Sebastian smiled and curled his hand around Mark's wrist as the other reached for his belt. "It's fine," he murmured back. No need to fake any huskiness, now – his own erection took care of that. There was a high blush on cheeks that had once been marble, his slick lips parted and a shade brighter than they had been before. Animation flushed through him. "I got what I needed."

The man hesitated, then nodded. He took a faltering step back, then another. He touched at the ache at his neck and smirked. "Left me something to remember you by?" he asked.

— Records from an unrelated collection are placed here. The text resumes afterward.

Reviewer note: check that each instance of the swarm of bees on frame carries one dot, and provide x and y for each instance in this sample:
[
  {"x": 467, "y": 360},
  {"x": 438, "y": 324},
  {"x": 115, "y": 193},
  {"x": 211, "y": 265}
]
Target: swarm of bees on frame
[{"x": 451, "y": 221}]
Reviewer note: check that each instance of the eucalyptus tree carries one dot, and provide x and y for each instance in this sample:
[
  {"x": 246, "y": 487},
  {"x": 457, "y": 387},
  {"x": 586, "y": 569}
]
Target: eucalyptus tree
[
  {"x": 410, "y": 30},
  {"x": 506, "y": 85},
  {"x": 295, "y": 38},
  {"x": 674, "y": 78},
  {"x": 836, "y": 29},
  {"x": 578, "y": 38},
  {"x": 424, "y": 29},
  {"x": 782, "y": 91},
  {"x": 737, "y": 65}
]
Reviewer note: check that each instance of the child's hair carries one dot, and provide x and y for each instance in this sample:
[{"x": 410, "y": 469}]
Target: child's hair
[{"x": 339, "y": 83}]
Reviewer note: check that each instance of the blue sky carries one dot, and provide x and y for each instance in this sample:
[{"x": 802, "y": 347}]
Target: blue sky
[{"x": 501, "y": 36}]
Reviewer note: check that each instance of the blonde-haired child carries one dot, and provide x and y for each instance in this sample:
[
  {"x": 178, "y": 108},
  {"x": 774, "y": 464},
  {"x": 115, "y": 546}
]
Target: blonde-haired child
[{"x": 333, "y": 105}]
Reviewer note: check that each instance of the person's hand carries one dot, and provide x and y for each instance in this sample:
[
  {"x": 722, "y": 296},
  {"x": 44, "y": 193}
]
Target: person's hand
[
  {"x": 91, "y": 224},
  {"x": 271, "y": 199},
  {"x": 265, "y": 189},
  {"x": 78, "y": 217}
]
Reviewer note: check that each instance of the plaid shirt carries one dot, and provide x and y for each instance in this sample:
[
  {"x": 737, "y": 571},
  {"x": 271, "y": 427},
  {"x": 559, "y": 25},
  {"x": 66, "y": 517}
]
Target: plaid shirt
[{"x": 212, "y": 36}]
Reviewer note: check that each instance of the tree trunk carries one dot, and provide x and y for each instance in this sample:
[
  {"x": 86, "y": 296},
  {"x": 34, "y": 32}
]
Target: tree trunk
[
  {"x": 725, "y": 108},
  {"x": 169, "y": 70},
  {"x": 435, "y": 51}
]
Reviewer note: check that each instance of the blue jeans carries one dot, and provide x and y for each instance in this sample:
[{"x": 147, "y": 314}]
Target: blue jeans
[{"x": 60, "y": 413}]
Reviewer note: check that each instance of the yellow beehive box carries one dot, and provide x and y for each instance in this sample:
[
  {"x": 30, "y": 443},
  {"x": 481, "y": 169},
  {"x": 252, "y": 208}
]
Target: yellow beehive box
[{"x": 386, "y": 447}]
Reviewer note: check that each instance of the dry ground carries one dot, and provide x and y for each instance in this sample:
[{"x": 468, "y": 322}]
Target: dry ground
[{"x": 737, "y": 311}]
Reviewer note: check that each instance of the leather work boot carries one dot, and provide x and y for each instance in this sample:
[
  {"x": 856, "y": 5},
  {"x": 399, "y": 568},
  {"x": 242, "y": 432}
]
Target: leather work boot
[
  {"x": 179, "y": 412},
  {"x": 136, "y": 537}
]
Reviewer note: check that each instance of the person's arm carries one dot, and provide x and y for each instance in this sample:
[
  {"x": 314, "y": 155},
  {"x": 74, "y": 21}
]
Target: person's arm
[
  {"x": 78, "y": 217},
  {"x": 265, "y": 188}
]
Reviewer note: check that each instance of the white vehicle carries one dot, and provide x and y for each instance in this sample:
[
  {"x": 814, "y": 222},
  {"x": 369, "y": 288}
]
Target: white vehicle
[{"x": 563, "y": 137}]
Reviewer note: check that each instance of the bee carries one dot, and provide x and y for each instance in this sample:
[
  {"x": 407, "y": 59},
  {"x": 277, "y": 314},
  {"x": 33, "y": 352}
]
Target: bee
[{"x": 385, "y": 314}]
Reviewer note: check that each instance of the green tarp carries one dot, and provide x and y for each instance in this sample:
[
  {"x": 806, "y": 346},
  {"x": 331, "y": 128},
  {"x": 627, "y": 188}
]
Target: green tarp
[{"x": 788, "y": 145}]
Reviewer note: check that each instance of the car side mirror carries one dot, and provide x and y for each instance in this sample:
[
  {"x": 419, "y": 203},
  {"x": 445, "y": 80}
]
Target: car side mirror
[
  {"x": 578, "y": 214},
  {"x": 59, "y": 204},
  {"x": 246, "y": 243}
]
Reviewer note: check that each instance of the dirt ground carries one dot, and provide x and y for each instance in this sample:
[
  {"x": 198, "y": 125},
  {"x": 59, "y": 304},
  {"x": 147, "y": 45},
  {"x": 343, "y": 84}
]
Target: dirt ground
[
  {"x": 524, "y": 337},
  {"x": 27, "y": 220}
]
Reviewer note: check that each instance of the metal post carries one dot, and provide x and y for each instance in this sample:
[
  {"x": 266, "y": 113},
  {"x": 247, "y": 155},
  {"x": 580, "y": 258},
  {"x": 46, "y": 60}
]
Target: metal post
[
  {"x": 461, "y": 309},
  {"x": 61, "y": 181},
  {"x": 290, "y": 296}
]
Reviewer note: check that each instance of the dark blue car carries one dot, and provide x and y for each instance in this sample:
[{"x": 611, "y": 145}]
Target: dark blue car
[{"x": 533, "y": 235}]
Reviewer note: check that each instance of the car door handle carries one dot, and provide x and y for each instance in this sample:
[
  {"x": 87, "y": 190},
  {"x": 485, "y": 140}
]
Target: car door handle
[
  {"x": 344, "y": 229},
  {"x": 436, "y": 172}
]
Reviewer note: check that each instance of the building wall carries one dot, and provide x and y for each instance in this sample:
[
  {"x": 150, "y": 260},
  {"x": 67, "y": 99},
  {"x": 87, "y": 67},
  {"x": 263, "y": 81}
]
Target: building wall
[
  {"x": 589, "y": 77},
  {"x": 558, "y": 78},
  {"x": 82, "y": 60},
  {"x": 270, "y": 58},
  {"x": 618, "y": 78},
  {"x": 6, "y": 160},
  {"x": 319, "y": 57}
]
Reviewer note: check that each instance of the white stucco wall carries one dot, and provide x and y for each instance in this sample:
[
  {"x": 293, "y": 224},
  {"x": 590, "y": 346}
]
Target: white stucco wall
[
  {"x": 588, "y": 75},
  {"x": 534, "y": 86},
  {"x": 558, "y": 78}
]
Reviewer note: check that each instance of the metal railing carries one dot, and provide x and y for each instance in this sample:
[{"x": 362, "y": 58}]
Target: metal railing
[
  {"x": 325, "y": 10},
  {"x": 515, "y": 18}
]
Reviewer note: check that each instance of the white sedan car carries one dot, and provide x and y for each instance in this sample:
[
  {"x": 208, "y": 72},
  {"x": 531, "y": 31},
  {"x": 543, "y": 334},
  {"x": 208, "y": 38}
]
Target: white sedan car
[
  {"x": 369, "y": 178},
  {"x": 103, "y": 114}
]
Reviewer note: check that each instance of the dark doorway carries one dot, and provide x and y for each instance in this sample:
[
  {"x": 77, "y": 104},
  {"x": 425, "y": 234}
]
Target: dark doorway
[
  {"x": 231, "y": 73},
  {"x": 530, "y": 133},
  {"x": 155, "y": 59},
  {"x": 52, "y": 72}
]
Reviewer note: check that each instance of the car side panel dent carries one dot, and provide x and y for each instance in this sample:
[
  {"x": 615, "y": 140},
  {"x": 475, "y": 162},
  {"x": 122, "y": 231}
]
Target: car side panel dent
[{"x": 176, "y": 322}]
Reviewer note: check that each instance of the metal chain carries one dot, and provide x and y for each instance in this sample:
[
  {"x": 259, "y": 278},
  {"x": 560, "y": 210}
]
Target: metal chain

"You could say that," Sebastian said, then nodded. He took a step forward, glad to be away from the mucky wall. "Go back to your friends." Something more than a suggestion there. Something that made Mark turn and do exactly what he was told. Mark left the alley with one last lingering glance, and went back to his friends. Sebastian watched him go.

He was alone. Alone with nothing but a hard cock and a memory. He headed deeper into the alley, away from the sickening crowds. He had no need of mortals now, not for a few nights. Time to ho home. Good.

He took the back alleys, staying away from staggering people under yellow street lights. He took his time, enjoying the crisp night air and the warm course of alcohol in his borrowed blood.

Heavy footsteps crunched behind him.

Sebastian paused. The footsteps stopped.

He concentrated, listening, trying to isolate the sound from the white noise background of the city. He couldn't get a fix on anything but the blare of a television in the apartment building behind him. Sebastian whirled, scanning down the alley. A cat yowled. A piece of paper danced to its own wind-led music. Nothing.

The fine hairs at the back of his neck prickled and stood on end. His heart leapt into his throat.

There was someone standing behind him.